Mary (Winger) is having an affair with a chain-smoking writer, played by Aidan Gillen (Littlefinger in “Game of Thrones”) and her husband Michael (Letts) is having an affair with a volatile ballerina (Really, is there any other kind?), played by Melora Walters. While both of these illicit partners have more romantic careers and are younger, Mary and Michael spend their days chained to their respective cubicles. “The Lovers” takes its time showing us their lives, but rather than a scathing indictment of the much-maligned suburbs, it’s a matter-of-fact view of life that isn’t played for bitter laughs, merely shown realistically.

Even the affairs are shown in the cold light of day, not as stolen moments of pure bliss. Both the writer and the ballerina are demanding and petulant, and at one point Michael pretends to meet a friend for drinks and lies about it to both his wife and his girlfriend. The film and the performances are dramatic but not showy; it’s a story of middle class boredom we’ve heard before, but through a lens of reality that dignifies rather than mocks it.

As the married couple awaits a visit from their touchy college-age son, they assure their longtime lovers his visit will be the turning point, after which they will be free from their marriage.
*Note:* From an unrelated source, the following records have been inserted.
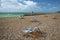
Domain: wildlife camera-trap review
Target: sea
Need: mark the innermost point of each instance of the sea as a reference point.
(15, 14)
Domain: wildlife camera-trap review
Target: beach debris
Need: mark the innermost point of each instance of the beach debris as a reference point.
(21, 17)
(34, 19)
(34, 32)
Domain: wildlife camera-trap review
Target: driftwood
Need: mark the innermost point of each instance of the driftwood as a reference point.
(33, 33)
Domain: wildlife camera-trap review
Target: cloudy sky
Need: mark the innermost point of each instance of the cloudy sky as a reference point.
(29, 5)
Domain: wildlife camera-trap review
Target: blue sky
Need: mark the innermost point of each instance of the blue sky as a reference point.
(29, 5)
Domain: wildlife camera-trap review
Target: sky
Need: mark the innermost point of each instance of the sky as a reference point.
(29, 5)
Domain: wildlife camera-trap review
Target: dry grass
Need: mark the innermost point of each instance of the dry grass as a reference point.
(11, 28)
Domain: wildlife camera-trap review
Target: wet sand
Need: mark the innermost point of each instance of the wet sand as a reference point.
(11, 28)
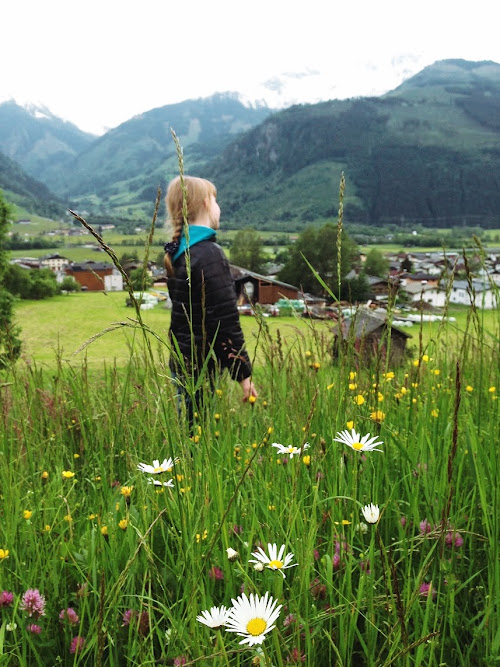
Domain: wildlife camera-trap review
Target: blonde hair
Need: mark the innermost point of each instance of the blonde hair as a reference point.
(197, 191)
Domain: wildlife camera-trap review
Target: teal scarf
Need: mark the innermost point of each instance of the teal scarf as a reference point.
(197, 233)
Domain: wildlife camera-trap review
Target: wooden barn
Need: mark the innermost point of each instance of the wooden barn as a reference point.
(370, 333)
(255, 288)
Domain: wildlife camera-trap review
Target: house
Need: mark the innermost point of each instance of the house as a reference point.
(255, 288)
(480, 292)
(370, 332)
(54, 262)
(96, 276)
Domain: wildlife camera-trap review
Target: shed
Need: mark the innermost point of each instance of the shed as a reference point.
(260, 289)
(370, 331)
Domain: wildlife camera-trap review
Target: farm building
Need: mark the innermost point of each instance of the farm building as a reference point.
(96, 276)
(369, 331)
(256, 288)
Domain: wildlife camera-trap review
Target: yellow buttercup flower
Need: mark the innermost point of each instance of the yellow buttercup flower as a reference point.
(377, 416)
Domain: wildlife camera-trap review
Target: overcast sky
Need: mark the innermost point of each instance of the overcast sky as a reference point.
(97, 63)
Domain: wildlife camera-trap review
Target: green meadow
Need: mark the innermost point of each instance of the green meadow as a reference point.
(116, 518)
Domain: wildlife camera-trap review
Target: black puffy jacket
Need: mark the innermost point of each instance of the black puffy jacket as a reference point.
(204, 310)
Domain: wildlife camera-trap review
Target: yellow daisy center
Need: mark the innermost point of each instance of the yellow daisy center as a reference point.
(256, 626)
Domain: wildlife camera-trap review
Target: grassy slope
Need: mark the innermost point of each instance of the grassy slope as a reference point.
(67, 322)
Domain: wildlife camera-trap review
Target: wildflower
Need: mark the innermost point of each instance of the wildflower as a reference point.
(453, 539)
(361, 527)
(158, 467)
(69, 615)
(425, 527)
(201, 537)
(35, 629)
(33, 603)
(377, 416)
(215, 618)
(252, 618)
(290, 449)
(275, 560)
(77, 644)
(371, 513)
(216, 573)
(232, 554)
(6, 599)
(427, 590)
(358, 443)
(157, 482)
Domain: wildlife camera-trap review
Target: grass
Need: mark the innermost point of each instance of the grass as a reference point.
(137, 563)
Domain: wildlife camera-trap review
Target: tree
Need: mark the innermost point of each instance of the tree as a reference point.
(247, 251)
(69, 284)
(10, 343)
(319, 248)
(376, 264)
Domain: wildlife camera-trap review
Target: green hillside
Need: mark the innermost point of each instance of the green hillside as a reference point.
(26, 192)
(428, 152)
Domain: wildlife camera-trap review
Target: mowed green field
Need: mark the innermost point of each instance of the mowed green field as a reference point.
(63, 324)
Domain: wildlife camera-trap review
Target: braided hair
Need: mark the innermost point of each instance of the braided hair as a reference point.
(184, 202)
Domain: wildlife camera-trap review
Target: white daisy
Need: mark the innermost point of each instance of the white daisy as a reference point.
(358, 443)
(290, 449)
(275, 560)
(371, 513)
(252, 618)
(215, 618)
(156, 482)
(158, 467)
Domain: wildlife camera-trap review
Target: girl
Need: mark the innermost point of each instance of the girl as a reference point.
(205, 320)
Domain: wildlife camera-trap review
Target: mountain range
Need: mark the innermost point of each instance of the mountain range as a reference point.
(426, 152)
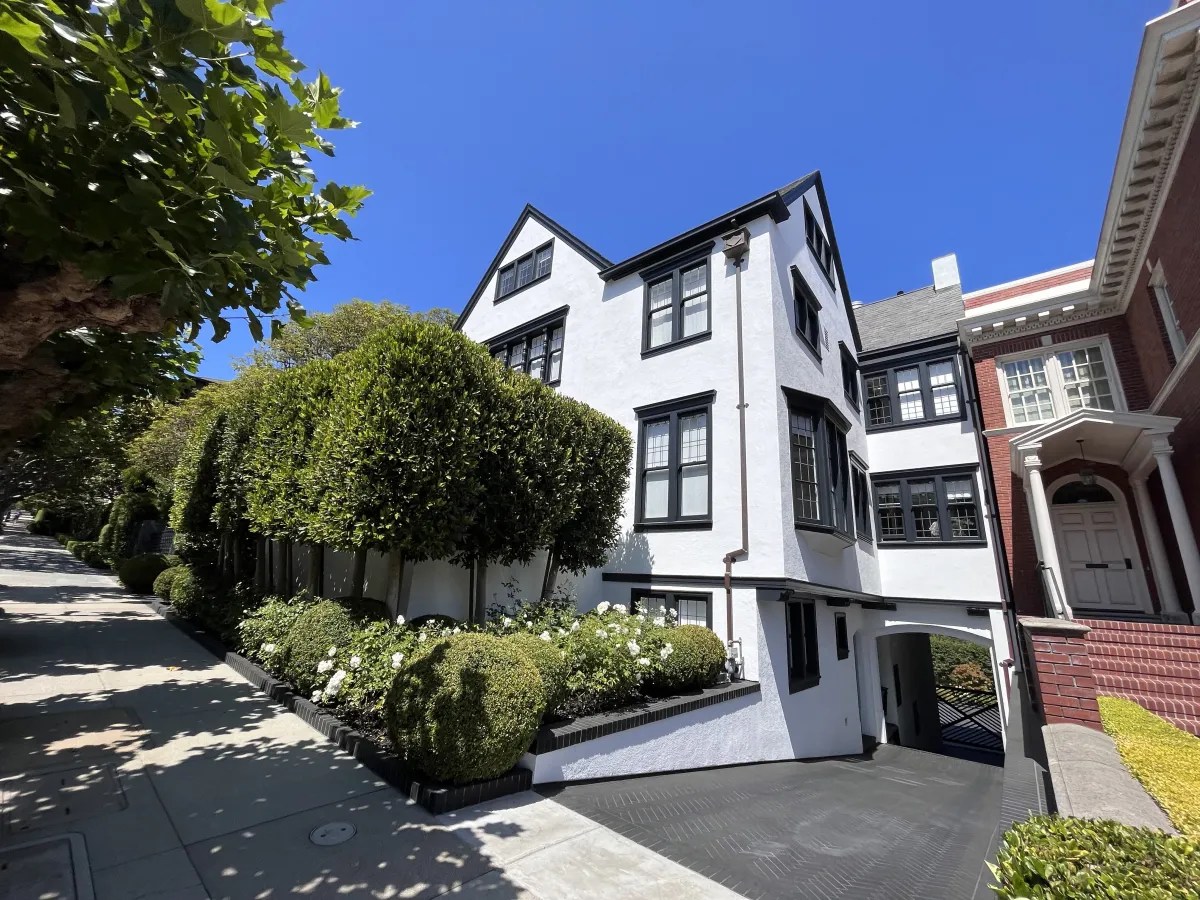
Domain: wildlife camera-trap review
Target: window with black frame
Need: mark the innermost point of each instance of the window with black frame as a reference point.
(929, 507)
(821, 475)
(803, 652)
(673, 463)
(912, 394)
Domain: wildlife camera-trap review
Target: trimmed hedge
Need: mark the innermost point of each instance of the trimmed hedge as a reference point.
(139, 574)
(1051, 858)
(465, 709)
(163, 582)
(325, 624)
(551, 664)
(695, 660)
(1163, 757)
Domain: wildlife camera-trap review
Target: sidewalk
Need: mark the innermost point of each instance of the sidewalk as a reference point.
(184, 783)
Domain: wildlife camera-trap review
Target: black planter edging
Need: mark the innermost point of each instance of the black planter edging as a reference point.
(589, 727)
(433, 796)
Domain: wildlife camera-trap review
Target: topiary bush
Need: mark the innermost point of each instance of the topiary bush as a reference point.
(466, 709)
(325, 624)
(551, 663)
(138, 574)
(690, 658)
(1051, 858)
(163, 582)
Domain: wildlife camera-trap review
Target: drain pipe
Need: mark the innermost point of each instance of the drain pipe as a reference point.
(737, 245)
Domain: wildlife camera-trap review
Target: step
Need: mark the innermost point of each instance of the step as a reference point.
(1158, 705)
(1151, 628)
(1137, 639)
(1144, 684)
(1151, 654)
(1150, 669)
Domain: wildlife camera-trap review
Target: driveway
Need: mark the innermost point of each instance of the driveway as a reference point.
(900, 825)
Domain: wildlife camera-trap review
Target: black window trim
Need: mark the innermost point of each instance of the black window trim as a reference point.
(825, 267)
(543, 324)
(809, 676)
(675, 268)
(515, 263)
(937, 474)
(807, 298)
(927, 393)
(827, 414)
(672, 409)
(671, 600)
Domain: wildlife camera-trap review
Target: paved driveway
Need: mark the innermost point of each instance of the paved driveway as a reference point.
(903, 825)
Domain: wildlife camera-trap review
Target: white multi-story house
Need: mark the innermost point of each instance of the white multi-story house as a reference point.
(732, 354)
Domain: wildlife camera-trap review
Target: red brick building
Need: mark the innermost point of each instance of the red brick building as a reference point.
(1089, 382)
He is the only thing keeping the couple together, and placating him is their stated goal. Meanwhile, the son simmers with resentment over his parents’ loveless union.
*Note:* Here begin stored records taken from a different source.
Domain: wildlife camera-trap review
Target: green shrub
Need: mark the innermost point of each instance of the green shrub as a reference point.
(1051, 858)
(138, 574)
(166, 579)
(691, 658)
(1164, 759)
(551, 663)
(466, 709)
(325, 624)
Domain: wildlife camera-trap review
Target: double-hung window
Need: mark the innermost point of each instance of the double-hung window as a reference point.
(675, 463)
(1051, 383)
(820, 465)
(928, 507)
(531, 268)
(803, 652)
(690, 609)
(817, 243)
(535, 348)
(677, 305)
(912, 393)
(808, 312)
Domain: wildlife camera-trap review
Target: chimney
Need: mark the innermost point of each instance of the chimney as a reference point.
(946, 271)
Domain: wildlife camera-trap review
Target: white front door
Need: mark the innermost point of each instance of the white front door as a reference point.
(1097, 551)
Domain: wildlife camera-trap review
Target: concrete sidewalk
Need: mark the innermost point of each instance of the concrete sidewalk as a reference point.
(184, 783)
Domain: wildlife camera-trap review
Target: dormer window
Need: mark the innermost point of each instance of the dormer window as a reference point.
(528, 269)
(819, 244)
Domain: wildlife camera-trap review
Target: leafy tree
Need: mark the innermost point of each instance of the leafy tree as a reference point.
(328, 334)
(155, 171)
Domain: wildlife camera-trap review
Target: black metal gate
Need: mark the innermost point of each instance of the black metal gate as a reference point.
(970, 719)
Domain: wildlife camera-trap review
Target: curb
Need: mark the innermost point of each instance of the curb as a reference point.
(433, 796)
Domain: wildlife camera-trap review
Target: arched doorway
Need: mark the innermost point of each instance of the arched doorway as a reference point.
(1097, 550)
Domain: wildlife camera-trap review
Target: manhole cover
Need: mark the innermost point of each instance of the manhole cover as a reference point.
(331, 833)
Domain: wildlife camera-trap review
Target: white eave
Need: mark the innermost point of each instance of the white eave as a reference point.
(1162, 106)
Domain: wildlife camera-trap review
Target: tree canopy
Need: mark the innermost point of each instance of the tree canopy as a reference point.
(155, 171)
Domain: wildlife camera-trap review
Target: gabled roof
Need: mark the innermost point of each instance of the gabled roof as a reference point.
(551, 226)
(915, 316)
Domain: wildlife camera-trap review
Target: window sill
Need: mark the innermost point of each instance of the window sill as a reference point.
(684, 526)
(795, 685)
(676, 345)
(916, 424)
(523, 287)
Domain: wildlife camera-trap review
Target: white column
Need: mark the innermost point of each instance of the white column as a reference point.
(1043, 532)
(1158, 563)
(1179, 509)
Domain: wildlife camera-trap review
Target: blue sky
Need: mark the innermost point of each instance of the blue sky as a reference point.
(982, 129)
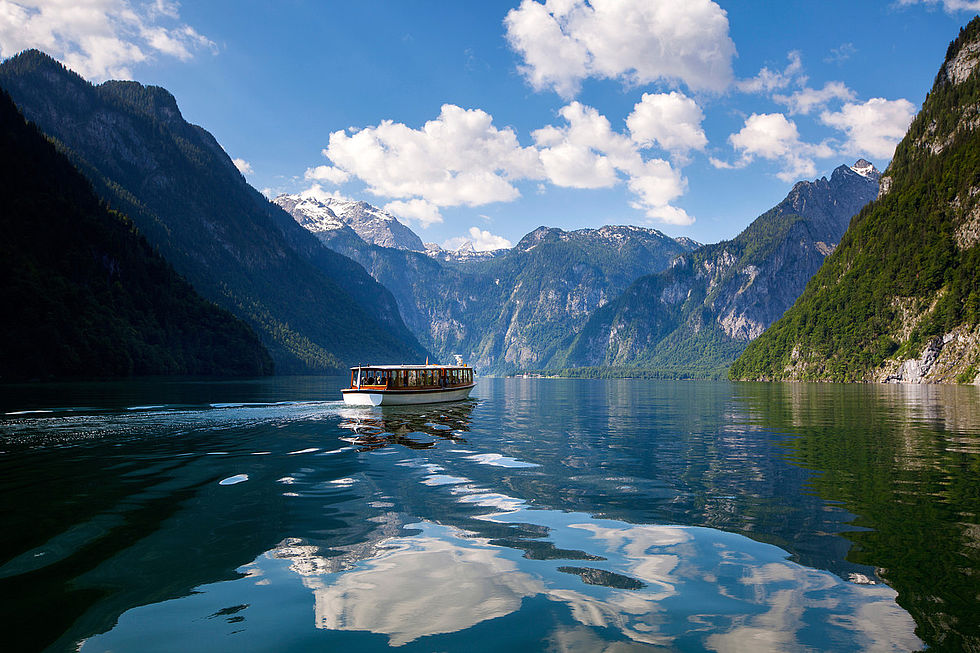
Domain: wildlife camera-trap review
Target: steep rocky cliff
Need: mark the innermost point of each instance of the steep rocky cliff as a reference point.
(700, 314)
(184, 193)
(509, 310)
(899, 301)
(83, 293)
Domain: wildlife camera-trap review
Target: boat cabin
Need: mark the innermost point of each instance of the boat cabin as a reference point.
(410, 377)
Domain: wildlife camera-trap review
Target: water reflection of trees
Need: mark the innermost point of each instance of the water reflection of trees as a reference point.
(906, 461)
(415, 427)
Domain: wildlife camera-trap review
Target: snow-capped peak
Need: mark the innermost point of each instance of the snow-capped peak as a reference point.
(865, 169)
(372, 224)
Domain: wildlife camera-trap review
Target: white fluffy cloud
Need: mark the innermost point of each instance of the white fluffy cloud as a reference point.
(98, 38)
(459, 158)
(670, 120)
(481, 239)
(563, 42)
(588, 153)
(423, 212)
(773, 137)
(806, 99)
(326, 173)
(873, 128)
(949, 6)
(243, 166)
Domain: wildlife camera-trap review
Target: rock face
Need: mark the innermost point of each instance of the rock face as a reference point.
(700, 314)
(899, 300)
(186, 196)
(84, 294)
(506, 309)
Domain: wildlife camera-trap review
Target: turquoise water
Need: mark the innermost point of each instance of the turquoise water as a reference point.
(569, 515)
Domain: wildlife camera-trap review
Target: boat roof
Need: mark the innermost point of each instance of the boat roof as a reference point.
(430, 366)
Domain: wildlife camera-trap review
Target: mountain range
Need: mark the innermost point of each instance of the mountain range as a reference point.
(698, 316)
(328, 281)
(505, 310)
(899, 300)
(84, 294)
(313, 309)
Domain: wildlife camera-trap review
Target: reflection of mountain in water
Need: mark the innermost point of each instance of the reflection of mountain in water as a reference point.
(415, 427)
(904, 460)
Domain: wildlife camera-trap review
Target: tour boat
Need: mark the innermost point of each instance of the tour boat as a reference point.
(397, 385)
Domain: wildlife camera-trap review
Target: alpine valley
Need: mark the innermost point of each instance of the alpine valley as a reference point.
(326, 281)
(899, 300)
(612, 300)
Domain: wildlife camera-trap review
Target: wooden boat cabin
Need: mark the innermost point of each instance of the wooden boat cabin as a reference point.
(376, 385)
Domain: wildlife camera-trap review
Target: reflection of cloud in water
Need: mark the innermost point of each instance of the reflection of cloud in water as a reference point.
(725, 590)
(434, 583)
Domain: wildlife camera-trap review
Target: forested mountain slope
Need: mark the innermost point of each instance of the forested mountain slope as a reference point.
(83, 294)
(510, 311)
(900, 298)
(314, 309)
(696, 317)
Then one morning, in the week of preparations for his visit, the marriage stops being loveless. Again, Winger’s face in close-up, registering a range of emotions, beats any special effect you will see this summer. While the thrill of the illicit ignites their feelings for one another, you also get the sense that it is the familiarity between Mary and Michael that has suddenly been remembered to be a huge part of their connection. The film’s most touching scene is in the grocery store, when Michael is made to realize what he would really be losing in giving up his marriage.

Slowly, the stakes in their marriage become high; their divorce, once a foregone conclusion, is now something to mourn, or avoid. The rage in their already insecure and impatient lovers when they realize what’s going on causes them to strike out. Any histrionics come from these long-suffering sideline affairs, or from the son himself. The greatest contrast the film makes ends up being between the older couple, and the younger people they upset.
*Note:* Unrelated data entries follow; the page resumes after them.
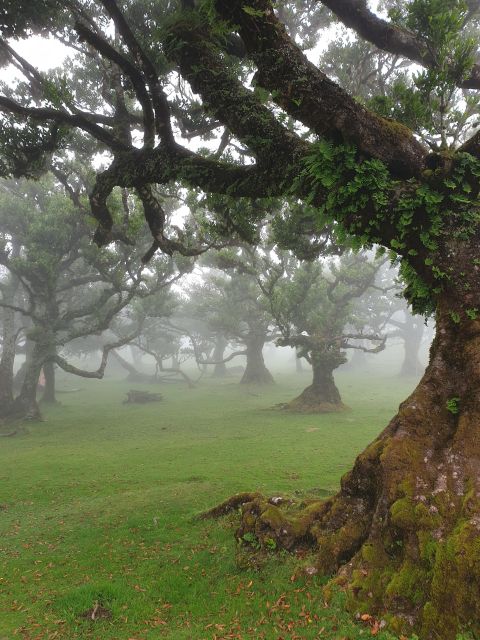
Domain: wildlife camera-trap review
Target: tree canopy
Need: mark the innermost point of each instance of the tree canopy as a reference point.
(219, 96)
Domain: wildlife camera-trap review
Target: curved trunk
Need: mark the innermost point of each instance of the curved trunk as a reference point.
(403, 531)
(7, 361)
(25, 404)
(49, 389)
(322, 396)
(256, 372)
(413, 339)
(358, 359)
(220, 368)
(298, 362)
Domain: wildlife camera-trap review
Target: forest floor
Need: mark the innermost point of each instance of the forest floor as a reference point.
(98, 531)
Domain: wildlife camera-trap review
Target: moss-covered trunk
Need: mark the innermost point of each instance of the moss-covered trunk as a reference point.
(220, 368)
(413, 334)
(256, 372)
(322, 396)
(49, 394)
(25, 404)
(7, 361)
(403, 532)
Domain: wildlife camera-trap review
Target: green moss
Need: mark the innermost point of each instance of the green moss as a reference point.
(409, 583)
(402, 514)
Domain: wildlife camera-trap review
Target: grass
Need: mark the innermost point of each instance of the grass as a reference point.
(98, 507)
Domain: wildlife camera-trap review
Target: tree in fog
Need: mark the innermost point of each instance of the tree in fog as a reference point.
(233, 306)
(313, 305)
(403, 528)
(66, 288)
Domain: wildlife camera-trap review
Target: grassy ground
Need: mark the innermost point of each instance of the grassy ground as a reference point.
(98, 506)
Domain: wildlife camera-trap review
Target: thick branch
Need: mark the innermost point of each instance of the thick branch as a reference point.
(69, 368)
(136, 78)
(63, 117)
(162, 110)
(389, 37)
(311, 97)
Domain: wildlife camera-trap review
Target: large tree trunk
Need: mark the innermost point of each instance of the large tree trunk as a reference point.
(7, 361)
(298, 362)
(403, 532)
(413, 334)
(220, 368)
(25, 404)
(256, 372)
(322, 396)
(49, 390)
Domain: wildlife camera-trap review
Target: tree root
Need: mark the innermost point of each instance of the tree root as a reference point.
(231, 504)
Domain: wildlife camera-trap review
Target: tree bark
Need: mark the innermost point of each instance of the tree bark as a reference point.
(49, 390)
(220, 368)
(25, 404)
(256, 372)
(298, 362)
(322, 396)
(413, 334)
(403, 530)
(7, 359)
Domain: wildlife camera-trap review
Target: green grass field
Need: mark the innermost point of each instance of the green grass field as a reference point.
(98, 506)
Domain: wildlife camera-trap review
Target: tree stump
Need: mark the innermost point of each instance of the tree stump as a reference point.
(141, 397)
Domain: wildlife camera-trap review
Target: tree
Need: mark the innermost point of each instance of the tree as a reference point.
(404, 526)
(66, 288)
(313, 306)
(232, 304)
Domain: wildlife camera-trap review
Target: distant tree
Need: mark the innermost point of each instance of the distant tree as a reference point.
(313, 305)
(233, 305)
(67, 288)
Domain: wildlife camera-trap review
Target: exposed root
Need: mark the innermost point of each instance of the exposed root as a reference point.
(231, 504)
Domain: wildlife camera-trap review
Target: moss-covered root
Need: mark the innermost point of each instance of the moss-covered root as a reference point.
(231, 504)
(404, 530)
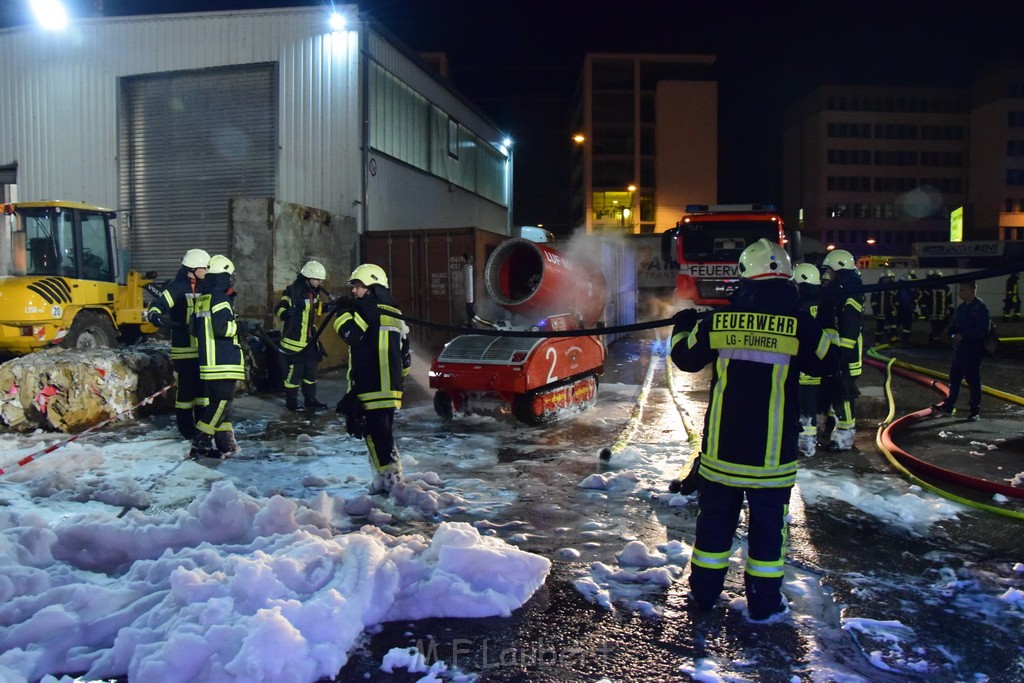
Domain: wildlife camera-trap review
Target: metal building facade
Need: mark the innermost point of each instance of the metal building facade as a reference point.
(62, 108)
Bittersweet and truly suspenseful, “The Lovers” is a story almost like a Nancy Meyers romantic comedy, but the romance is almost painfully real, and the comedy far more measured. Even while the setup of their story is unusual, the scenes from a marriage are realistic, and will probably hit home with anyone who has been married, however happily, for any length of time. These actors have vividly made a normal life a complex and unpredictable thing to see onscreen.

“The Lovers” is now playing at the Crescent Theater.